As soon as your pipeline grows a little bit beyond basic, it's common to get into a situation where a lot of the commands you run in each job are the same.

So how can you reduce this duplication? And should you?

In general, it's ok to have a bit of duplication, as it increases readability, but as the pipeline grows, that might not be so feasible anymore.

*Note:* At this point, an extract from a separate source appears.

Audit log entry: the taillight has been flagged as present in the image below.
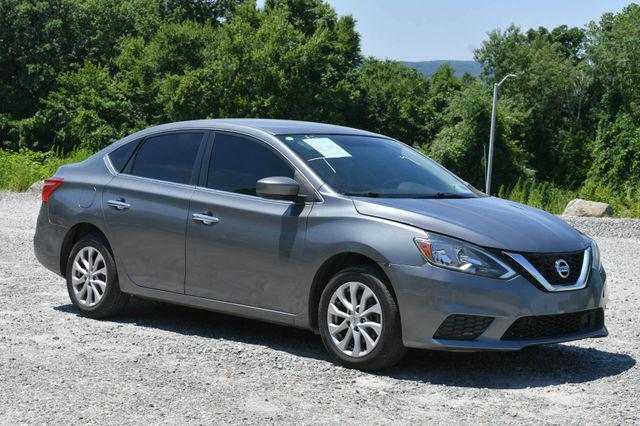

Let's take a look at 3 possible strategies using a simple example where we'll extract the echo 'prepare' command, so it's no longer duplicated in every job.

build:
  script:
    - echo 'prepare'
    - echo 'build'

test:
  script:
    - echo 'prepare'
    - echo 'test'

Use a default before_script

If your command is something you want to run before all jobs, all the time, then the easiest way is to simply extract the common code as a before_script key at the beginning of the file:

before_script:
  - echo 'prepare'

build:
  script:
    - echo 'build'

test:
  script:
    - echo 'test'

While this does not give you a lot of flexibility, it's a very quick and straightforward way to reuse commands.

Use YML anchors

Anchors are YML's way of reusing code - you can think of them a little bit like functions.

You can define a block of configuration somewhere and create a reference to it using &. Then, you can use it with *.

Let's see an example:

# Create an anchor called `&prepare_step`
.prepare_step: &prepare_step
  - echo 'prepare'

build:
  script:
   # Merge the anchor into the `script` using `<<*:`
    - <<:*prepare_step
    - echo 'build'

test:
  script:
   # Aaand reusing the command here again
    - <<:*prepare_step
    - echo 'test'

You'll notice prepare_step job starts with a dot - this is intentional to prevent Gitlab from running that job; by starting it with a dot, it will be ignored, thus behaving like a "template".

Anchors can be tricky to master, so if you want to learn more I found this article to be helpful, and of course, the official Gitlab docs on anchors.

Use extends

While anchors can be quick to get started with, they do have their downsides. The main one I've encountered is that you can't use anchors to reuse code across several files - they only work within the same file.

If you want to reuse code across several files, then you can use the extends keyword. This works similar to inheritance - you define a "template" job that other jobs can then extend.

Some things to keep in mind regarding extends:

  • if the key is a hash it will get merged
  • if the key is an array, it will get overridden
.prepare_step:
  before_script:
    - echo 'prepare'

build:
  extends:
    - .prepare_step
  script:
    - echo 'build'

test:
  extends:
    - .prepare_step
  script:
    - echo 'test'

Here are the Gitlab docs on extends keyword and some details on its merging strategy.